Von der Leyen também declarou que a União Europeia iria aumentar investimentos em projetos estratégicos “para a produção e processamento de matérias-primas críticas aqui na Europa” e iria acelerar o desenvolvimento de parcerias sobre essas matérias-primas com países como Ucrânia, Austrália, Canadá, Cazaquistão, Uzbequistão, Chile e Groenlândia.
“Ao enfrentarmos o mundo atual, a velocidade é recompensada, enquanto a hesitação não é. O mundo de hoje é implacável e a economia global é completamente diferente em comparação com alguns anos atrás. A Europa não pode continuar a agir da mesma maneira. Aprendemos essa lição de forma dolorosa com a energia; não iremos repeti-la com matérias-primas críticas”, afirmou, em referência à dependência do bloco em relação ao petróleo e ao gás russos antes da guerra na Ucrânia.
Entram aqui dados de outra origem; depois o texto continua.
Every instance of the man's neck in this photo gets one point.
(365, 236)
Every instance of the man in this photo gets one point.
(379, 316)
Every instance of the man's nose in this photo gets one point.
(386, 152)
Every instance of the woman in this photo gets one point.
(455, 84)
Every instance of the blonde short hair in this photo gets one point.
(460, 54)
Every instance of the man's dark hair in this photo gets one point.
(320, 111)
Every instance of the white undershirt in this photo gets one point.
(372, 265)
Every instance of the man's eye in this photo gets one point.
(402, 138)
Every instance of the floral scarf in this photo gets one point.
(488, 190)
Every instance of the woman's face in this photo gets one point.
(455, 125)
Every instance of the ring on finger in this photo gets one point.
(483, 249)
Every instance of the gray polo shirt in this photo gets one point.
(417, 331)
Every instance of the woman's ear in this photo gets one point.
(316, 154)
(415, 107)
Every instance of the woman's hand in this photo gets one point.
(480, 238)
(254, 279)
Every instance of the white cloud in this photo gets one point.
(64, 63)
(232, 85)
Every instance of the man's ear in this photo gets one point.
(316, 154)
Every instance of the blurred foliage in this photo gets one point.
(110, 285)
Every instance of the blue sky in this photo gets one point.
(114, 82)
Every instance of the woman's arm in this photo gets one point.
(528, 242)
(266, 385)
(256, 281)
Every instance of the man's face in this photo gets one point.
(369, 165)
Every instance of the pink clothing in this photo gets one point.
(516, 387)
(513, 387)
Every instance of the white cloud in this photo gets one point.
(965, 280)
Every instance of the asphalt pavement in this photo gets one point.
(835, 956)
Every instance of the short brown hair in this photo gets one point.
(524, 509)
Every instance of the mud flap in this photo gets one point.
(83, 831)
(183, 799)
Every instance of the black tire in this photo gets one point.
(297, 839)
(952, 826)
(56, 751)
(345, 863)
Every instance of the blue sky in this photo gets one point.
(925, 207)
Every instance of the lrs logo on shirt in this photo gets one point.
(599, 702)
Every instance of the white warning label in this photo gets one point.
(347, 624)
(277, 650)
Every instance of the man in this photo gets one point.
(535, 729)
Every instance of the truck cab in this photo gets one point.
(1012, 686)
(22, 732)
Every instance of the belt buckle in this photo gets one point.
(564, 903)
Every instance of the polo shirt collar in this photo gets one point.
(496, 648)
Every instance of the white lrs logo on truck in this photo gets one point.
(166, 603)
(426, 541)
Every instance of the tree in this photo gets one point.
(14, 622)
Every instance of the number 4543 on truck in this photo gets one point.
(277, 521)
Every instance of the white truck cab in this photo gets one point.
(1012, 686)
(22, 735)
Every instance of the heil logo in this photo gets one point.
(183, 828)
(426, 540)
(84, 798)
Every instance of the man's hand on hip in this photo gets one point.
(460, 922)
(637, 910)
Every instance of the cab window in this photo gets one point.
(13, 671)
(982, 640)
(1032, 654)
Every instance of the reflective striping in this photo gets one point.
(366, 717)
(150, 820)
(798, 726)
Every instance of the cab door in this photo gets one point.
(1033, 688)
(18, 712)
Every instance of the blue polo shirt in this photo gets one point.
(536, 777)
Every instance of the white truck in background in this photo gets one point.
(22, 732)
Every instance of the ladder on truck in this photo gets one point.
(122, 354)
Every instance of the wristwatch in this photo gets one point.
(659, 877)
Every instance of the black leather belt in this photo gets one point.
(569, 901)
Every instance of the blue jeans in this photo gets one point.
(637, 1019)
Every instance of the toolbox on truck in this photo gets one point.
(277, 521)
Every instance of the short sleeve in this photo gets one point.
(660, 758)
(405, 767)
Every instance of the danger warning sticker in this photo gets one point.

## A Necessidade de Diversificação
Valdis Dombrovskis, Comissário Europeu para Economia e Produtividade, informou à CNBC na segunda-feira que o bloco estava se esforçando para diversificar suas fontes de terras raras, mas reconheceu que isso demandaria tempo. “Posso afirmar que há algumas notícias positivas, uma vez que a China suspendeu, por 12 meses, esses controles adicionais de exportação que foram anunciados em outubro, o que nos dá algum tempo. Porém, também destaco a necessidade de a UE diversificar seus suprimentos de terras raras e minerais críticos, pois dependemos mais de 90% dos suprimentos da China”, disse Dombrovskis.
## Desafios Regionais
A Europa possui reservas de materiais de terras raras, com depósitos localizados na Turquia, Suécia e Noruega, mas enfrenta o desafio de não ter operações para extrair esses materiais, muito menos para refiná-los e processá-los. Diferentemente da China, que possui décadas de experiência, investimento e infraestrutura que sustentam sua dominância global no processamento dessas matérias-primas.
Adicionalmente, a Europa está suscetível a longos processos de aprovação e a rigorosos padrões ambientais quando se trata de mineração, de modo que quaisquer planos regionais para desenvolver esses depósitos de terras raras podem levar anos. A oposição pública é outro fator que não restringe a China.
## Ações em Andamento
Contudo, a necessidade de diversificação rápida em relação à China pode levar os responsáveis a baixar essas barreiras. Já existem indícios de ação nesse sentido, como a abertura da primeira planta de produção de ímãs de terras raras da Europa, em setembro, na Estônia. Financiada por recursos do Canadá e da UE, a planta receberá matérias-primas da Austrália e da Malásia.
“Provavelmente existem muitos mais depósitos na Europa, mas… há barreiras para pô-los em operação”, comentou Willis Thomas, consultor principal do CRU Group, à CNBC. “Entretanto, se nos deparamos com um mundo onde os riscos se tornam evidentes nas tensões comerciais, isso continuará a impulsionar todos a desenvolver a cadeia de suprimentos e aumentar a resiliência, embora isso demande tempo e haja pouco conhecimento técnico.”
Outra preocupação para a Europa é que a incapacidade de controlar as fontes e o suprimento de matérias-primas pode impactar suas ambições tecnológicas e ambientais. “A corrida da Europa em direção ao zero líquido e à liderança digital depende de materiais que não controla”, afirmaram Hamed Ghiaie, professor de Economia e Políticas Públicas da ESCP Europe, e Filippo Gorelli, analista da Nexans, em uma análise para o Fórum Econômico Mundial.
“Durante décadas, a Europa encarou as matérias-primas como uma questão de mercadoria, em vez de uma questão estratégica. Essa complacência está se tornando cara”, acrescentaram. “O que está em jogo são as metas climáticas e a resiliência econômica. A escassez de terras raras, gálio ou germânio pode desacelerar a fabricação de semicondutores, o desenvolvimento de IA e até mesmo a instalação de energia eólica. Em suma, a Europa não pode construir um futuro verde ou digital com cadeias de suprimentos que não controla.”